I need to give a background as well so my reply will be a little long. lol
1) Here we are talking about a long term memory (LTM) i.e. information that is encoded, stored and can be retrieved even after a long time. LTMs are divided into declarative (consciously recalled) and non declarative (un-consciously used). Declarative is further divided into 1) episodic (events) and 2) semantic (facts, knowledge). The movie Sholay is a episodic declarative LTM. It is a past episode in your life which was important enough to move from short term memory to a long term one and therefore encoded and stored. It was stored as established networks (Engrams) which are either dedicated neurocircuits (meaning separate one for an episode) or a pattern of involvement of neurocircuitry (different firing pattern for different event). As I said before I am not clear on that. The network has stronger synaptic connections.
The episodic and semantic (declarative LTM) are encoded and stored largely by medial temporal lobe structures such as hippocampus, different cortices in temporal lobe etc. We should also note that it is not like they are the only structure involved in this process. Besides sensory processing areas, frontal lobe is also involved in the sense that it is responsible for attention towards an event which is in turn one of the factor that is involved in decision of encoding a short term memory to LTM and also in level/quality of encodining.

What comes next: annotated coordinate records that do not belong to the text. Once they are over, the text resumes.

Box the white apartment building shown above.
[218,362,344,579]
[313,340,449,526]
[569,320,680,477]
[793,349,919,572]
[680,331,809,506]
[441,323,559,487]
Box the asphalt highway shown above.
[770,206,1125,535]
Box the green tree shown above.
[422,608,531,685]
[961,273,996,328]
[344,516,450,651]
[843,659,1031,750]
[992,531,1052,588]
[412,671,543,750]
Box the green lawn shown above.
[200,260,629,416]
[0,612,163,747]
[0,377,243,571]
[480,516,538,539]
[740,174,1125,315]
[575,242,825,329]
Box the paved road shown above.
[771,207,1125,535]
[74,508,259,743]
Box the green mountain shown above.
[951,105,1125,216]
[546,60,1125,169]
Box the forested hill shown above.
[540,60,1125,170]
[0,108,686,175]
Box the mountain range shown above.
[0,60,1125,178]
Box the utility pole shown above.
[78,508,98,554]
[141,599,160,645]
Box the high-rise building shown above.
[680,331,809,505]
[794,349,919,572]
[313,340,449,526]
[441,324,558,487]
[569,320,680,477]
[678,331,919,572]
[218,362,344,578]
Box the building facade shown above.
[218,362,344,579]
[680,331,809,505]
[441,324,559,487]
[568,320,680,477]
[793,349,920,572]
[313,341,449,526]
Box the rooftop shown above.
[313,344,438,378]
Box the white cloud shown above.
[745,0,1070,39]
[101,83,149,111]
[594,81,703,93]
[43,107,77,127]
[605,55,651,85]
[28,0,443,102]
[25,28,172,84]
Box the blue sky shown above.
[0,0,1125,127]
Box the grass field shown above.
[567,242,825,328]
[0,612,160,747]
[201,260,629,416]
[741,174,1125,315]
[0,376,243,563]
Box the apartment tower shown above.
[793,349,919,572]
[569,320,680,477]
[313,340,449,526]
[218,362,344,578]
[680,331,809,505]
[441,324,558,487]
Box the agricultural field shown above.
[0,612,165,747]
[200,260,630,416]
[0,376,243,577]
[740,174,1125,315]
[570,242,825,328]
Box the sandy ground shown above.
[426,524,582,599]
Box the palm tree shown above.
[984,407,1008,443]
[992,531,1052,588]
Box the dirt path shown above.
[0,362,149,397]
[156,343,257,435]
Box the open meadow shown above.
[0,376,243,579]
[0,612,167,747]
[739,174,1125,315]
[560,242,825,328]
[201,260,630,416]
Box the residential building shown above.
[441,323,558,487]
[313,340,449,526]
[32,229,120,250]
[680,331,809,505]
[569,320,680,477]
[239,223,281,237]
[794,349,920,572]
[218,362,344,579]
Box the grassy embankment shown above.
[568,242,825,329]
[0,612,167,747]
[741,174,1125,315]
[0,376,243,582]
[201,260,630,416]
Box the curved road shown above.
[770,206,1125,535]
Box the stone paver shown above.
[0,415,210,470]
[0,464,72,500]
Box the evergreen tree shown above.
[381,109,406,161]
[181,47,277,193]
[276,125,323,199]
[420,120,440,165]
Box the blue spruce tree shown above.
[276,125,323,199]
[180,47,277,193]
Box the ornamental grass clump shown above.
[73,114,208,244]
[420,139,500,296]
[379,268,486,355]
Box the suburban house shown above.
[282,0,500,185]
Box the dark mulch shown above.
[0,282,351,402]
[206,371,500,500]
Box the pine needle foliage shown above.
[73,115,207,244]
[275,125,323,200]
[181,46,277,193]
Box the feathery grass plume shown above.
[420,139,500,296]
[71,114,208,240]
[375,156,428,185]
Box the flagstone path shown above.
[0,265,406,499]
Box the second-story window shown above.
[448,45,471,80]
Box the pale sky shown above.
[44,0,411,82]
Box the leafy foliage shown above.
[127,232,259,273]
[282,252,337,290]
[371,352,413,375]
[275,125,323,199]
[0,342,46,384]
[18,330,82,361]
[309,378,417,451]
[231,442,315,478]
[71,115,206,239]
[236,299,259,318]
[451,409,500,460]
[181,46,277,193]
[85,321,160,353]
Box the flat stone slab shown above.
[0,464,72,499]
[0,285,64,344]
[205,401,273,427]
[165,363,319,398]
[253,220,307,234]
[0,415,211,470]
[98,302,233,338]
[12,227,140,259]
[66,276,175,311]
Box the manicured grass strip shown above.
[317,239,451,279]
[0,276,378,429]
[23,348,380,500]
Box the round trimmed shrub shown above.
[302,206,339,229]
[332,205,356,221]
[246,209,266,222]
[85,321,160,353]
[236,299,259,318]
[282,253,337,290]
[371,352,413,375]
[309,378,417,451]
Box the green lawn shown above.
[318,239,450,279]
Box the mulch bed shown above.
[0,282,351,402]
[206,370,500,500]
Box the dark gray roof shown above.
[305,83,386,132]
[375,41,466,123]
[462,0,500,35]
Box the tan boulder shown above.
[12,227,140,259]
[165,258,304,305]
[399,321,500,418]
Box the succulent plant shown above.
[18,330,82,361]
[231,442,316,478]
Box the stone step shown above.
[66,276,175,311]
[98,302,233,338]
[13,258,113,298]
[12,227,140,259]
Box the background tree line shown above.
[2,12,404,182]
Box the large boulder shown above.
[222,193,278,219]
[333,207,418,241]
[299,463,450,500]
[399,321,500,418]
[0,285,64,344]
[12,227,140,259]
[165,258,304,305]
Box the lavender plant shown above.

2) Encoding sholay would mean putting together or integration of different sensory stimuli (coming from their respective sensory cortical areas/lobes located all over the brain largely lateral cortex) and it is more than just sound and visual coming from the movie. It involves the context, the surrounding, the time and many other aspects. For example you may have thought of a western cowboy movie watching the initial scene when the train arrives and the inspector heads for Thakur's home. That thought is also encoded. The most important region is Hippocampus. All the input goes to this region of medial temporal lobe.
3) All this happened 5 years ago. Now you were going somewhere and suddenly you saw a person looking like Gabbar Singh. That is a cue. The information will flow from visual cortex towards medial lobe. Frontal lobe here also plays an important in conscious retrieval of stored memories (you wonder who he resembles) and directs it to temporal lobe. Once it is there it reactivates that network/patten/Engram (similar to one that resembles Gabbar Singh) which in turn stimulates the whole pathway in reverse order i.e. involves all sensory cortices which were responsible for stimuli and there you go you are able to recall Gababr singh and related memories lol. It is kind of like that. By watching a person you concisously asked a question and it was directed to temporal lobe which retrived a memory closest to the input.
Note the reason we do not see Gabbar singh or hear him is that we are talking about activation of sensory/stimuli processing area and not going from those areas to respective sensory organs. That I believe is a one-way traffic. This is why you imagine it in your mind but it does not replace what you are seeing, hearing it at that time and hence it is not similar to experiencing a true event.
Though we have the capacity to store a lot still we cannot recall a lot and that to at once or in a order. The reason is our brain is not like a DVD which exactly encodes what you write on it. There are lots of things going on majority of which we filter out. It is the one we pay attention to that is encoded and that is not alone. It stores relatively (episodic memory i.e.) and therefore we only store and remember things relevant and improtant to us.
In conclusion above are the regions involved. Initially the experience was living the event (sensory organs + sensory areas processing information) while when you retrieve it involves medial temporal lobe and sensory processing areas recreating a memory. I guess it is these two that largely experience it on retrieval.